Three camps appear to be emerging, the paternalistic "oh no you don'ts"; the ambivalent "not sure it matters" and the righteous "how dare you tell me no's!" With the debate likely to rage for some time to come.
I had my 23andMe screen and found it very interesting, although certainly not life changing. As Susan Young writes over at the MIT Technology Review, the process is easy but not incredibly informative. However she will keep coming back to her results as more and more information from the scientific community becomes interpretable by 23andMe and others. I whole heartedly agree with her sentiments that consumer genetics should not be restricted.

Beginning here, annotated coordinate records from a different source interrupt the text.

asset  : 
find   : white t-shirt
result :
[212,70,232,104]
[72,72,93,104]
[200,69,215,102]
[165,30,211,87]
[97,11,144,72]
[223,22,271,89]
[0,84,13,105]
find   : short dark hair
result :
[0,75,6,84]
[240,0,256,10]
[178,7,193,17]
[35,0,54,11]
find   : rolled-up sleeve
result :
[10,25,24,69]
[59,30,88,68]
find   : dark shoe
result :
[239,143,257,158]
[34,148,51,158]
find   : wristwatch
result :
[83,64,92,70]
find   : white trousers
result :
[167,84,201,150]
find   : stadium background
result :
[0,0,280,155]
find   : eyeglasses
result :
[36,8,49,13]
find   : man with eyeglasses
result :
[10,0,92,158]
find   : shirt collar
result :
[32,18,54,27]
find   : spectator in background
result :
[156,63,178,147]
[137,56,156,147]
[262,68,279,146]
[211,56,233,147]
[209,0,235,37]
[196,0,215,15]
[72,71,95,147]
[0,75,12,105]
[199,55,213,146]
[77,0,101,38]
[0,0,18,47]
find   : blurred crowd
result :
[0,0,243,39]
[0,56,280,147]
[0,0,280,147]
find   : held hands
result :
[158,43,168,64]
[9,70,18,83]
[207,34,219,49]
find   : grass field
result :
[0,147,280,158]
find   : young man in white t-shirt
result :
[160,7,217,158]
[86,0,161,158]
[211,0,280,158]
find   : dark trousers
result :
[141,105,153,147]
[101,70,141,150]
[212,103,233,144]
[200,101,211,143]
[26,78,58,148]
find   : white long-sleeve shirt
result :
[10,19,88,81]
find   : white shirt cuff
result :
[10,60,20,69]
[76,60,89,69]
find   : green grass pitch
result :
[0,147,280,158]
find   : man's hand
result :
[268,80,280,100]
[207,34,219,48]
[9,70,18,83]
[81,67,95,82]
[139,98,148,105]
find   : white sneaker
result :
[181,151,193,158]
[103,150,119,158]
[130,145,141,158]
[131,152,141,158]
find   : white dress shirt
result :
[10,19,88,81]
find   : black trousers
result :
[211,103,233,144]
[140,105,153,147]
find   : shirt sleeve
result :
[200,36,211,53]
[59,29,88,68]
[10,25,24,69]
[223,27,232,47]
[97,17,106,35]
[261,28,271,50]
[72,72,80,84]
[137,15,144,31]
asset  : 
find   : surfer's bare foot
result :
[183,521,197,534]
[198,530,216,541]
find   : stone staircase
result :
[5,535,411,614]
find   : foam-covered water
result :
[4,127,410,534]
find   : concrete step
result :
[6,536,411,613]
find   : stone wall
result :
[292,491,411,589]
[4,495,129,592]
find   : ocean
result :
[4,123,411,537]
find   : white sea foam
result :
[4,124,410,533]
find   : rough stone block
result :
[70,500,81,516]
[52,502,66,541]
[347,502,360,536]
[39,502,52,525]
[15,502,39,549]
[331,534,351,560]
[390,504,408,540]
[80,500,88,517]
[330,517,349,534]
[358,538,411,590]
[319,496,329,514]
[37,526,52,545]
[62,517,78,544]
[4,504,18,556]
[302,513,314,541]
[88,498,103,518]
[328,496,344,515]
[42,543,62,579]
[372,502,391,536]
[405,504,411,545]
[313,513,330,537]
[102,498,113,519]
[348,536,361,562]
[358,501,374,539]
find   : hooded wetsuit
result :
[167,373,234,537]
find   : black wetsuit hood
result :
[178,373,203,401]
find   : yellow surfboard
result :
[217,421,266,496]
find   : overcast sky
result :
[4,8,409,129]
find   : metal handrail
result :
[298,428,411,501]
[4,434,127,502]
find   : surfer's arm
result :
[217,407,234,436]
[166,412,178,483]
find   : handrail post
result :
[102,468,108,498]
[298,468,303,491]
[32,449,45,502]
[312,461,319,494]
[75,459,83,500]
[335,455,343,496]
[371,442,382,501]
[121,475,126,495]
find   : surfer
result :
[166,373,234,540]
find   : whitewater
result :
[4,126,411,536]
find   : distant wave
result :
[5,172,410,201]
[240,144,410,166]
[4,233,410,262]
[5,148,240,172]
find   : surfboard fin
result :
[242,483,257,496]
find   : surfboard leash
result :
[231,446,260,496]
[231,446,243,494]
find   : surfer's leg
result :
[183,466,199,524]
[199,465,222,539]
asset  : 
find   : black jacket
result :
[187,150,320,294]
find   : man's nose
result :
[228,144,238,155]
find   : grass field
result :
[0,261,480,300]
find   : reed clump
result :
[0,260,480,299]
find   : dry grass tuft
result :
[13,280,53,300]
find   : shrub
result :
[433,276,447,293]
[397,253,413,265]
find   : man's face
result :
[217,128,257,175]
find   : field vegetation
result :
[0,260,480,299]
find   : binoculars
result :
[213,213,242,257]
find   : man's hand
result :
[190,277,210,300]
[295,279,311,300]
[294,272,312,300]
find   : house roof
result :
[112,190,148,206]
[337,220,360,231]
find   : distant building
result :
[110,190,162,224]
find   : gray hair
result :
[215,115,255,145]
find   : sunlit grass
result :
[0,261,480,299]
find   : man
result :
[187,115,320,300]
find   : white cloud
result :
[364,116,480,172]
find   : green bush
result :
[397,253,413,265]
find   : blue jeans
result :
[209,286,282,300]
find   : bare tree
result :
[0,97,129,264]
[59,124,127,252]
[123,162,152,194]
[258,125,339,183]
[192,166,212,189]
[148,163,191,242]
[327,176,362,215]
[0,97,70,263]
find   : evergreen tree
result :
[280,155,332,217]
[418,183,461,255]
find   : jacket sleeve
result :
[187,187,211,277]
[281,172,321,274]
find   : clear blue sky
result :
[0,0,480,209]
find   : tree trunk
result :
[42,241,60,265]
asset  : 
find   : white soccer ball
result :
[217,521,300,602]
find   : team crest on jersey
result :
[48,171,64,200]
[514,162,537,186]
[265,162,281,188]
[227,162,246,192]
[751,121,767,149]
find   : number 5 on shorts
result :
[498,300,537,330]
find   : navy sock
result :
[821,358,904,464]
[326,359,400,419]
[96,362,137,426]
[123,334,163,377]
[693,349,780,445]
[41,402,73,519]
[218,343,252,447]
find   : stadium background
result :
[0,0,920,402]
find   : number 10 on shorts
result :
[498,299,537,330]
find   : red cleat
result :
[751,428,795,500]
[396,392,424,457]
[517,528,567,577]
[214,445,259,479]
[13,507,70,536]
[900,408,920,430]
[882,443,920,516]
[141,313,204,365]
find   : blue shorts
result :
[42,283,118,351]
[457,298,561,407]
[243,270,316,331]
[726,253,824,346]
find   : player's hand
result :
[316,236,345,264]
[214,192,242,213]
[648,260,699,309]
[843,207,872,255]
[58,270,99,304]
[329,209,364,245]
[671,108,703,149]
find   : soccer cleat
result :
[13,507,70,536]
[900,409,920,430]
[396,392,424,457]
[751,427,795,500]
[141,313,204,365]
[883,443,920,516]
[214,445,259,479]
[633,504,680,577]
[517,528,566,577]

The release of some fantastic papers last year, with several of these being picked up by news organisations across the globe means that the general public is becoming more aware of what can be done with genomics.
Foetal screening for Down's: The tests being offered by Sequenom MaterniT21 PLUS, Verinata, Ariosa and Natera use non-invasive NGS assays to screen for trisomy 21, T18 and T13 (and more in the future). Wired has a great story covering this technology, I think readers would like.
The tests appear to be as sensitive (potentially more so as sequencing depth increases), more specific (it's not just macro-genomic disorders that can be identified) and costs are affordable. A major incentive for their use is the very significantly lower risk when compared to amniocentesis, which carries a 1% risk of miscarriage as well as risks of injury, club foot, rhesus disease and infection. Hopefully these test will have such an impact on screening that the NHS and other health care providers will adopt them. However the take up is not as quick as many informed mothers would like and some of them are resorting to private screening at a cost of around $500.
What about cancer: there are a couple of companies offering tests for cancer, Genomic Health's "OncotypeDX", Quest Diagnostics lung cancer test, Foundation Medicines "Foundation One" test. This field is behind non-invasive prenatal testing, primarily because the tests are so much harder to validate. Rather than a simple positive/negative on a trisomy a much more complex signature might be required to understand prognosis. There is lots of opportunity for treatment where specific mutations are linked to response. The non-invasive is coming to cancer as well although the possibility of screening non-symptomatic patients is a way off. Cancer patients have formed some very strong advocacy groups and as these tests appear to make more impact on their diseases these groups are likely to push for the tests to be introduced. Companies will offer these on a fee-for-service model as well.
Will "health tourism" start to include exomes and genomes: So if the NHS and other providers can't keep up might a business arise for health tourism to countries where patients can simply turn up, have blood taken and get exome or genome results back in a week for $10,000? I'd not be surprised if you will be able to buy a holiday with genomics thrown into the "all-inclusive" package. Imagine a trip to Delih to visit nxgenbio and then onto the Taj Mahal? Regulation differs from country to country so simply hopping across a border or jumping on a plane could get you somewhere a test can be performed. This will have big implications for individuals, health care providers and insurers.
PS: if any travel organisation needs someone to review five star hotel complexes that offer exome sequencing I have no plans yet for my 2013 summer holidays!